Мы сели на диван, покрытый пыльным пестрым атласом, и Алла достала фотоальбомы. Их плотные картонные обложки было сложно измочалить, но времени это удалось. Оно словно грызло их и терзало, силясь отнять у памяти нашу нетленную игрушку – прошлое. В альбомах не было фотографий Рустама, но он присутствовал незримо, он только случайно не попал в кадр. Вот свадьба Аллы, свадьба Марьяши, ныне матери пятерых, вот и то лето, когда Рустам еще был женихом Аллы, и то, в которое я любила его, и то, в которое он жил у меня. Вот мы с Аллой и Рустамом пошли в лес, вот костер, который он развел, и шалаш, который он построил, вот мы с Аллой обнимаемся – нас сфотографировал Рустам. Вот еще, и еще Алла, увиденная его карим глазом в рождественском вертепе объектива. Она, тогда красавица, плохо вышла на этих фотографиях; Рустам словно хотел снять ее не так, как это сделал бы любой другой фотограф, но «мыльница» не дала. Даже этого не позволила ему судьба.

Я думала, что больше никогда не увижу Рустама, мне он не писал.


Сколько времени прошло – год или два, прежде чем подруга показала мне документальный фильм о тарикате Кадирийа в Гиссаре?

Громкий зикр в доме усопшего. Пятьдесят мужчин двигались по кругу, с каждым выдохом припадая на одну ногу. Хромающий хоровод ускорялся, и слова его – «ля илляха илля-ллах» – сливались в гул большого механизма, вибрацию, исходящую будто бы от гор, иногда мелькающих за окнами в случайных прорехах между теснящимися телами, накрененными к центру круга. Лица мюридов, сосредоточенные, залитые потом, лица тех, кто именно сейчас, в эту минуту отдался высшей силе, напоминали лица космонавтов, глядящих из иллюминатора сквозь пелену плавящейся обшивки. Само движение – дело жизни тех и других.

«Муж снимал, зикр длился четыре часа, – взволнованно говорила Ксения. – В мавланистском Таджикистане кадириты редкость, состоят в ордене в основном вайнахи. Мюриду во время зикра представляется, что он летит низко над землей как бы в раскрученном диске, издающем свистящий, пульсирующий гул, ощущение реальности исчезает. Зикр – четки в руках Аллаха, мюрид – бусина, Аллах каждого по очереди касается перстами. В воздухе появляется запах розового масла с Его перстов. Масло на потолке, на стенах, на полу, на людях… Потом женщины отовсюду оттирают. А вот этот парень спрашивал, знаю ли я тебя, представляешь?! Он с какой-то твоей родственницей знаком. Мюридам еще кажется, будто все вокруг охвачено огнем, и только место, на котором совершается зикр, остается вне пламени». Ксения нажала на «паузу», и в лице юноши, который уже много раз проносился в зикре и оставался мною не узнанным, вдруг проступили черты Рустама. В его глазах бушевал океан пламени, окружающий зикр, и, наклоняясь в круг, Рустам уворачивался от огненных всплесков.

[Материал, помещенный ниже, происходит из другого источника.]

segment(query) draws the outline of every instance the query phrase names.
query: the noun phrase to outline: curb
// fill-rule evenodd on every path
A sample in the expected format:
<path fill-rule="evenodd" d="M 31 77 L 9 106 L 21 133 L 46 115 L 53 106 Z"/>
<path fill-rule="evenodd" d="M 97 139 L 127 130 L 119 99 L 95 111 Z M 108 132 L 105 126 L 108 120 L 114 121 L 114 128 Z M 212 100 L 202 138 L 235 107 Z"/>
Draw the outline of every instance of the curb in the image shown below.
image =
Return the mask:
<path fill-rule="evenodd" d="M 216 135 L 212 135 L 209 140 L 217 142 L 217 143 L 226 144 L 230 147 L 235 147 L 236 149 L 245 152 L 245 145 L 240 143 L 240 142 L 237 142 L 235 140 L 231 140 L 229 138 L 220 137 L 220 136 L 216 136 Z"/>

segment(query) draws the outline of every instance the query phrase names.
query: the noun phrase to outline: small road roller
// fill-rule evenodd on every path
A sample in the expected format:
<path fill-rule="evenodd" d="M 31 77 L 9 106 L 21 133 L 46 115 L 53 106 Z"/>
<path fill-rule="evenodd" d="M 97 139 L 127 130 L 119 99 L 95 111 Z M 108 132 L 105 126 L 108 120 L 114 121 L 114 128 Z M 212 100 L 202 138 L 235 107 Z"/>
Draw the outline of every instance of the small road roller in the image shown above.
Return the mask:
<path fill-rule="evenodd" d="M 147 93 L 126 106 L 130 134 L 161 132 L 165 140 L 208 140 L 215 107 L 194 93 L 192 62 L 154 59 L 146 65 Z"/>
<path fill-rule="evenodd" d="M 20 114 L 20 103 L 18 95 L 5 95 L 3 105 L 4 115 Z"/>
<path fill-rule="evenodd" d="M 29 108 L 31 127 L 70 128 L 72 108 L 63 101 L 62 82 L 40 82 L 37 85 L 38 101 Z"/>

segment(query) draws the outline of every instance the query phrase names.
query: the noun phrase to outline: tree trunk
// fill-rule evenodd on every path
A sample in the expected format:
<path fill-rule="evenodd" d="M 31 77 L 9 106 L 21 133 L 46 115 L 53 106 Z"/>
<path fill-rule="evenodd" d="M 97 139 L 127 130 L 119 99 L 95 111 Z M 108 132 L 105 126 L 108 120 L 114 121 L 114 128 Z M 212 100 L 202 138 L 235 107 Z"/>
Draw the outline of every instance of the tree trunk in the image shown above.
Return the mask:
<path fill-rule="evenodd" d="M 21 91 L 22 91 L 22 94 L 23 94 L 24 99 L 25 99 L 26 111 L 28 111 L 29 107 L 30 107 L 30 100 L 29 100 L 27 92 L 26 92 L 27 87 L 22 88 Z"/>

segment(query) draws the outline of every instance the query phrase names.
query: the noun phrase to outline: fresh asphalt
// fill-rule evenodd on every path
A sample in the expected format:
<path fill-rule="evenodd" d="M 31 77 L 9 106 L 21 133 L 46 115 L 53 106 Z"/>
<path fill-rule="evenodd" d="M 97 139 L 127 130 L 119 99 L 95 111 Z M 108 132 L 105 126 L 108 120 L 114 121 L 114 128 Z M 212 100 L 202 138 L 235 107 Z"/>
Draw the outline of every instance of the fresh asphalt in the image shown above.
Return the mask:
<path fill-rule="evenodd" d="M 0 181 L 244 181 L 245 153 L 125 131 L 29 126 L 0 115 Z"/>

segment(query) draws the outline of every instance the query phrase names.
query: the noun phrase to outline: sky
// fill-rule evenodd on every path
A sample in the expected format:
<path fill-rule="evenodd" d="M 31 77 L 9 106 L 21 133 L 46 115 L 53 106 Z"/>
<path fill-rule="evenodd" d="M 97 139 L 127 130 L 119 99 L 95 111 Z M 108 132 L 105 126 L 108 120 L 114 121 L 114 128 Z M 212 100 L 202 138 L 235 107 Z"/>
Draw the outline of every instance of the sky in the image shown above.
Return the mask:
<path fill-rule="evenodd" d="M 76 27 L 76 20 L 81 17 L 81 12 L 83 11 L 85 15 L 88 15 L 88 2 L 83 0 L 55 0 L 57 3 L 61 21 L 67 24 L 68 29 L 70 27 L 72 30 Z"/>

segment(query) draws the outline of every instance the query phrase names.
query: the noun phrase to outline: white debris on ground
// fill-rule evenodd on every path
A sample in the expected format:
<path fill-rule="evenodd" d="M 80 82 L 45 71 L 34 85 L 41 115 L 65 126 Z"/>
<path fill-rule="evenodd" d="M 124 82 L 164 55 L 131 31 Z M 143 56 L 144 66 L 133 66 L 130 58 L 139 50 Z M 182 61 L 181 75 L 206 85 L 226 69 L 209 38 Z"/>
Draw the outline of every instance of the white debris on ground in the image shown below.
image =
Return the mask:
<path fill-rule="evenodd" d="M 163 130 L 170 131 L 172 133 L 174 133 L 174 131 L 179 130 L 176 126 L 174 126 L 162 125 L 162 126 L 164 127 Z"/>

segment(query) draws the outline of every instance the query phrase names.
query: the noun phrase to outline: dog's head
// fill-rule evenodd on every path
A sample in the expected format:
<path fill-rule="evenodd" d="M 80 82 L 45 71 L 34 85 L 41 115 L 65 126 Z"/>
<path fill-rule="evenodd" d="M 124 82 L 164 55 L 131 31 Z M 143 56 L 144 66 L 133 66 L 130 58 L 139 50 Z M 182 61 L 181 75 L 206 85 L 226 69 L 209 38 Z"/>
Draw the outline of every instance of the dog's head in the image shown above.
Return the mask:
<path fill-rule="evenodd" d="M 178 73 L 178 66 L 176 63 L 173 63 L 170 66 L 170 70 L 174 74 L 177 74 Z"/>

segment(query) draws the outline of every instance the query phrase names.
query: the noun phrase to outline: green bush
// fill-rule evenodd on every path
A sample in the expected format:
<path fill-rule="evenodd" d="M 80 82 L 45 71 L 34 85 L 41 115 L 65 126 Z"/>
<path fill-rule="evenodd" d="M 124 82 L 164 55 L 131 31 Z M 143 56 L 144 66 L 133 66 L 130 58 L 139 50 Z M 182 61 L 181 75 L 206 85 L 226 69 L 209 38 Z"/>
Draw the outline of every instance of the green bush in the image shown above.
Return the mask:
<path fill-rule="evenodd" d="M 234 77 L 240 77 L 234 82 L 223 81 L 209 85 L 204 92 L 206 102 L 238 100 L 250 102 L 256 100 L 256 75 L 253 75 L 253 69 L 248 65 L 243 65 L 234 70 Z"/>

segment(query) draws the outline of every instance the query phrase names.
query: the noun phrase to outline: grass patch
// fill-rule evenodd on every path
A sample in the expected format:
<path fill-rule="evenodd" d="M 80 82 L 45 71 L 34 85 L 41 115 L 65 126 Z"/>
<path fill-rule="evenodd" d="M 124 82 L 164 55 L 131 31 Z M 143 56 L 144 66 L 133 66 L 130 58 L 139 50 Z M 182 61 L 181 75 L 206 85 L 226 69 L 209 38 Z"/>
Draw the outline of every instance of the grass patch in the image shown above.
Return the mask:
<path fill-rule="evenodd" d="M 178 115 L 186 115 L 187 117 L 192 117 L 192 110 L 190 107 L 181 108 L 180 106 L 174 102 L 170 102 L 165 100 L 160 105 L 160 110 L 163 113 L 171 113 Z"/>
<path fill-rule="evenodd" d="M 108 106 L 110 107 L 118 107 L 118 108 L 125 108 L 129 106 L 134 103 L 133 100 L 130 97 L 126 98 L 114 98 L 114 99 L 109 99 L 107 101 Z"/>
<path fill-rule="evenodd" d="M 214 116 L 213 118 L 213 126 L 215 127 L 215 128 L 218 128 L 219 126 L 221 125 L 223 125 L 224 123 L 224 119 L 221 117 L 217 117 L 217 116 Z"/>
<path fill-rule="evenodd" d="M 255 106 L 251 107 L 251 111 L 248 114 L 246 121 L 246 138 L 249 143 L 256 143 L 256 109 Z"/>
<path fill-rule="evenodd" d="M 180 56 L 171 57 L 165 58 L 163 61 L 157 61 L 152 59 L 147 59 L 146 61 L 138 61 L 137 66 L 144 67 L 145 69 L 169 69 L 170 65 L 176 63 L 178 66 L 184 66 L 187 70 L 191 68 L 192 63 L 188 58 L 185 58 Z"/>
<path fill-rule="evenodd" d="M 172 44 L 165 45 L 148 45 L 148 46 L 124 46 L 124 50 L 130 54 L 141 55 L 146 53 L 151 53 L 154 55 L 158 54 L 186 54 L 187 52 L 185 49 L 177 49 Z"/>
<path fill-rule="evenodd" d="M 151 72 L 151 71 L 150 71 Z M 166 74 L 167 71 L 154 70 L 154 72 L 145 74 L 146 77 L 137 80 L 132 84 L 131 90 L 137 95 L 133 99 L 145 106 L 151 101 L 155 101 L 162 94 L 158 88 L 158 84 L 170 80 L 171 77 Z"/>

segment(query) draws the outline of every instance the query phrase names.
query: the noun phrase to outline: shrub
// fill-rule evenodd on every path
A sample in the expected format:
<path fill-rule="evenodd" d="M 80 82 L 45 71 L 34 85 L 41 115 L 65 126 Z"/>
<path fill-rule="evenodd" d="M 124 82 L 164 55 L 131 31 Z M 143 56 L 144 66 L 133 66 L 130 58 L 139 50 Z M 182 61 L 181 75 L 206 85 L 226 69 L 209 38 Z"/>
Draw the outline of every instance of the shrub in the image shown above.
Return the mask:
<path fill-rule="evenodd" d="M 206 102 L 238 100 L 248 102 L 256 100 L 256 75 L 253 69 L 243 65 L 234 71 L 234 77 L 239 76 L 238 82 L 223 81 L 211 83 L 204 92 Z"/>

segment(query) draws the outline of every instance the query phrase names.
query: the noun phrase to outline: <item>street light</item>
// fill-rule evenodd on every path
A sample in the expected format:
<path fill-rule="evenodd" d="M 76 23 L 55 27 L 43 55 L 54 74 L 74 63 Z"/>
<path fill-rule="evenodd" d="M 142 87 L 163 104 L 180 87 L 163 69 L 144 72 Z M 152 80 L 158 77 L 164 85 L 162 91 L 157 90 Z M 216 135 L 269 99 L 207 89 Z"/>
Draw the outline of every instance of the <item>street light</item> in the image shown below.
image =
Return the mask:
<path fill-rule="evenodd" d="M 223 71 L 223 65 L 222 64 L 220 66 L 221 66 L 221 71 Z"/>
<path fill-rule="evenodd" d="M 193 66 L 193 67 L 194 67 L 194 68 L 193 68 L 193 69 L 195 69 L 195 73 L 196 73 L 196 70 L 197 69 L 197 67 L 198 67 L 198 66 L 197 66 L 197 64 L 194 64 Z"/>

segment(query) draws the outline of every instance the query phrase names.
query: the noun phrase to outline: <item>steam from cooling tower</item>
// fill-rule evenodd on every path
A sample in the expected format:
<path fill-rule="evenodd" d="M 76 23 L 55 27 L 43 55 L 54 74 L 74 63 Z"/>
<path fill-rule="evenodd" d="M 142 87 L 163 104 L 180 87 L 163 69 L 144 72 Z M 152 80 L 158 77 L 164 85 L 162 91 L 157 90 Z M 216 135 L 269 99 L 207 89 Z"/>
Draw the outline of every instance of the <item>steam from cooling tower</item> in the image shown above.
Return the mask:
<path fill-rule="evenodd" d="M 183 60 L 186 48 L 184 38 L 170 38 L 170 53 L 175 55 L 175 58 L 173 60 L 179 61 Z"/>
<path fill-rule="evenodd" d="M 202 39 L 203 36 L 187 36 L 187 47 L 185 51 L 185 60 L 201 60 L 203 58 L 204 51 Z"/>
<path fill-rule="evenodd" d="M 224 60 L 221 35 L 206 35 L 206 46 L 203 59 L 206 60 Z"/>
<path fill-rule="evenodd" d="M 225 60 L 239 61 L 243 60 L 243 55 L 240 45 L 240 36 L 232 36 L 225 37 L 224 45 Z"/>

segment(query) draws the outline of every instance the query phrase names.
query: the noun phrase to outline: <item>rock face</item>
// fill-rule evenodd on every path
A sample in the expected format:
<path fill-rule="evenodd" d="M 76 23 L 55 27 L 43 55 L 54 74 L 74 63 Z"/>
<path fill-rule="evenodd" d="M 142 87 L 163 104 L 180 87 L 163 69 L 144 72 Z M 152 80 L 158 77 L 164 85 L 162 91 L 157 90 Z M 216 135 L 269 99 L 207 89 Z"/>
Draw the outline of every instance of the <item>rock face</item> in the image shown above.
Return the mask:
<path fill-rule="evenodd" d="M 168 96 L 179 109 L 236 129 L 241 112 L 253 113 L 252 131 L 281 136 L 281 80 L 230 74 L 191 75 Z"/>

Я никогда не видела, как Рустам играет в футбол. И вдруг с болью, сжавшей грудную клетку, пожалела об этом. Сколько красоты, тигриной грации искало выхода и нашло его только здесь, в ритуальном танце чужого Рустаму народа. О, если бы он не предпочел Аллу сборной России! А может, и футбол был иллюзией, мнимой жертвой, и Рустам играл, как всякий дворовый мальчишка…


Заменяла ли ему Алла искомого Бога? Или вера заместила любовь, как бывает у натур женственных, как случилось у Эммы Бовари? Ад-Даркави сказал: «Не говорите: «я – ничто» или «я – нечто». Не говорите: «я нуждаюсь в том-то и том-то» или «я не нуждаюсь ни в чем». Но говорите: «Аллах» – и вы увидите чудеса». Изо всех моих знакомых только Рустам мог бы сказать «Аллах» именно так. Он не умел обладать ничем, тем более – собой, он всегда безраздельно принадлежал возлюбленному божеству.


Мать Рустама сидела на крыльце магазина – ведь одинокое горе невыносимо – и плакала, сжимая в руке сбитые в ком платок и письмо от Рустама, – он стал «совсем религиозным» и уехал в Дагестан – «воевать с вахаббитами». В последний раз мы говорили с ней лет десять назад, но она узнала меня и подозвала. Я опустилась рядом, на теплый бетон, Ольга Михайловна обняла мое плечо и покачивалась, будто баюкая ребенка. Мне пришлось уткнуться лицом в ее одежду, пахнущую только что выстиранной, все еще влажной тканью. Выстиранной слезами. «Вот, Катюша, какой глупый сыночек мой. Молодцы вы, девчонки, что с дураком не связались. А может, женился бы, и не было бы этого ничего, не знаю», – шептала Ольга Михайловна, и я видела, как смятая бумага превращается в тесто между ее пальцами, привыкшими к тесту больше, чем к бумаге.


Месяцев через пять я тоже получила письмо из Махачкалы.

«Здравствуй Катюша.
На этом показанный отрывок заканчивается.